There's a bit of me that sympathises with the derision, if I'm honest. These young whippersnappers are annoying (largely because they're young and happy and I'm neither)... but the comment on this has immediately become venomously contemptuous and sneeringly sexist.  Because the focus is clearly on the silly, hormonal young wimmenz.

Viz:

Yeah, 'cos that's just what the Fourth Doctor symbolises: sneering at young women.

There's also a YouTube video doing the rounds of a young woman, possibly a teenager (I can't tell anymore; anyone under thirty looks like a foetus to me nowadays) reacting unhappily to the announcement that the new Doc will be an older, craggy fella.  Take a look at the comments below it.  I shouldn't need to quote them.  They're all too predictable.

As I say: misogynistic society + internet anonymity = ugly honesty.

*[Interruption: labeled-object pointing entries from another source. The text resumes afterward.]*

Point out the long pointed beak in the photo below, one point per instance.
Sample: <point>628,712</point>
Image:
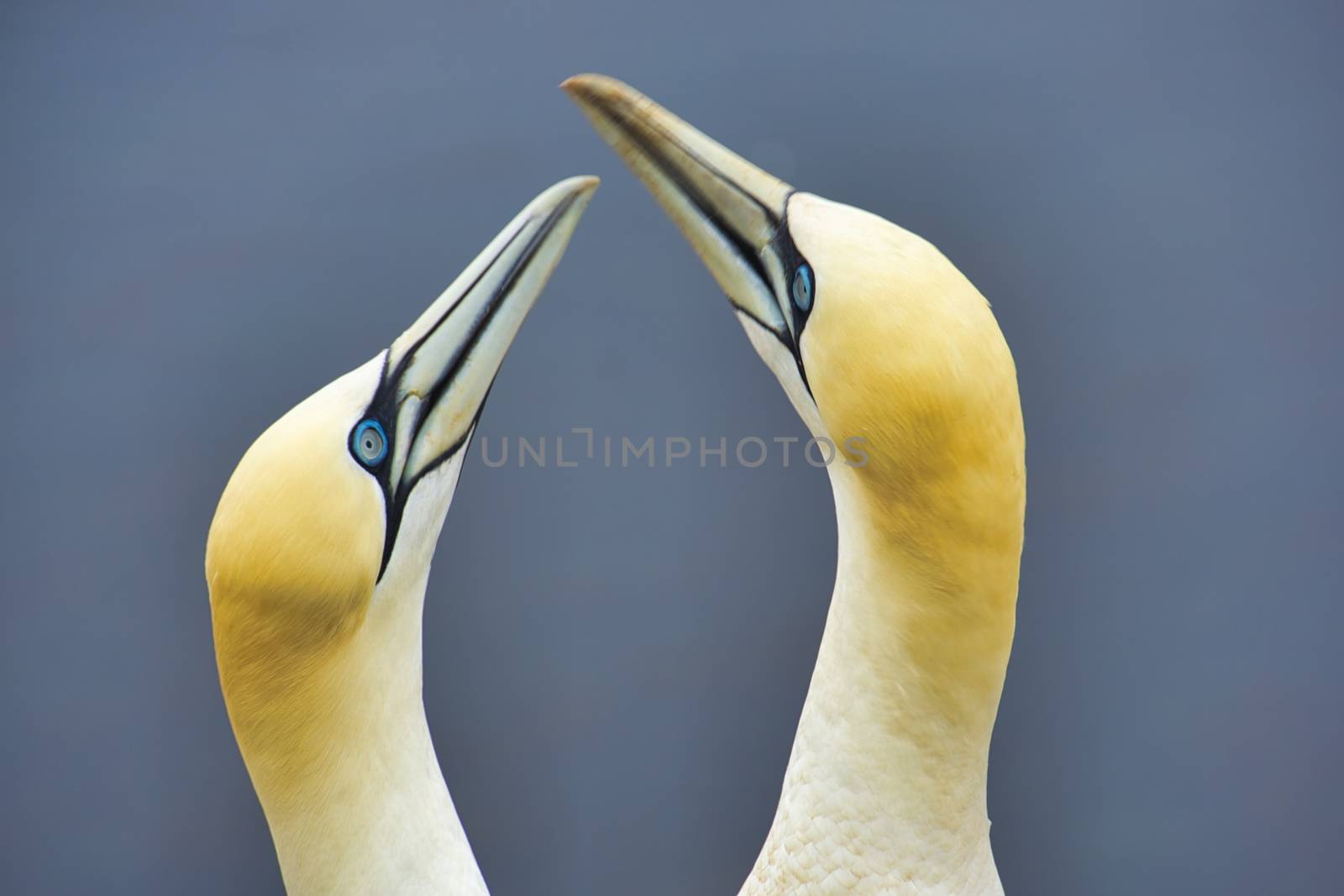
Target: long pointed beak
<point>727,208</point>
<point>438,372</point>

Apart from anything else, this is rank hypocrisy. Just imagine the tantrums from the legions of sad, middle-aged fanboys if the new companion were an older, craggy actress rather than some perky young ingenue that they'd like to daydream about tupping.

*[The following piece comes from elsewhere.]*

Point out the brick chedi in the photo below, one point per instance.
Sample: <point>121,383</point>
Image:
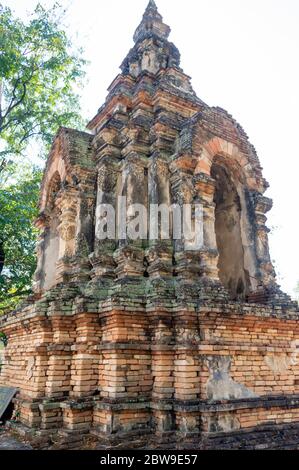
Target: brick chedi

Still, that's sexism for you. The sense of entitlement on the part of the privileged is so ingrained that it isn't even noticed, and any challenge to it as perceived as persecution or silliness.

On a related issue (well, it's the same issue really), it seems Moffat took the opportunity of the Capaldi announcement to sneer at the idea of a woman Doctor.  He says, sarcastically, that he wants a man to play the Queen.

Well doesn't that just say it all?

Firstly, Moff, why do you always, instinctively run to establishment authority figures?  You creep.

Secondly... OH YEAH 'COS NO MEN HAVE EVER PLAYED WOMEN HAVE THEY!?!?!?!?!  I MEAN, IT'S NOT AS IF CROSS-DRESSING AND DRAG ARE INBUILT, AGE-OLD ASPECTS OF THE BRITISH THEATRICAL AND TELEVISUAL TRADITION!!!!!  IT'S NOT LIKE MALE ACTORS, MALE WRITERS AND MALE PRODUCERS HAVE BEEN APPROPRIATING FEMALE CHARACTERS AND EXPERIENCES FOR, LITERALLY, CENTURIES, IS IT!?!?!?

Of course, that's not even the point.  Indeed, Moffat's glib deflection is a paradigmatic example of entitled fanboy tactical point-missing.  But we'll let it pass.  I'm not here going to rehearse, yet again, the same rhetorical questions about why an alien who changes his entire body periodically can't spend some time having a fanny instead of a willy.

Oh dear, look, I just rehearsed it.

Whoops.

The real point here is that the Doctor is a cultural marker who punches well above his weight.  And he is currently an exclusionary marker masquerading as an inclusive one. Still, as I say, that's the norm... and any challenge to it is perceived as persecution or silliness.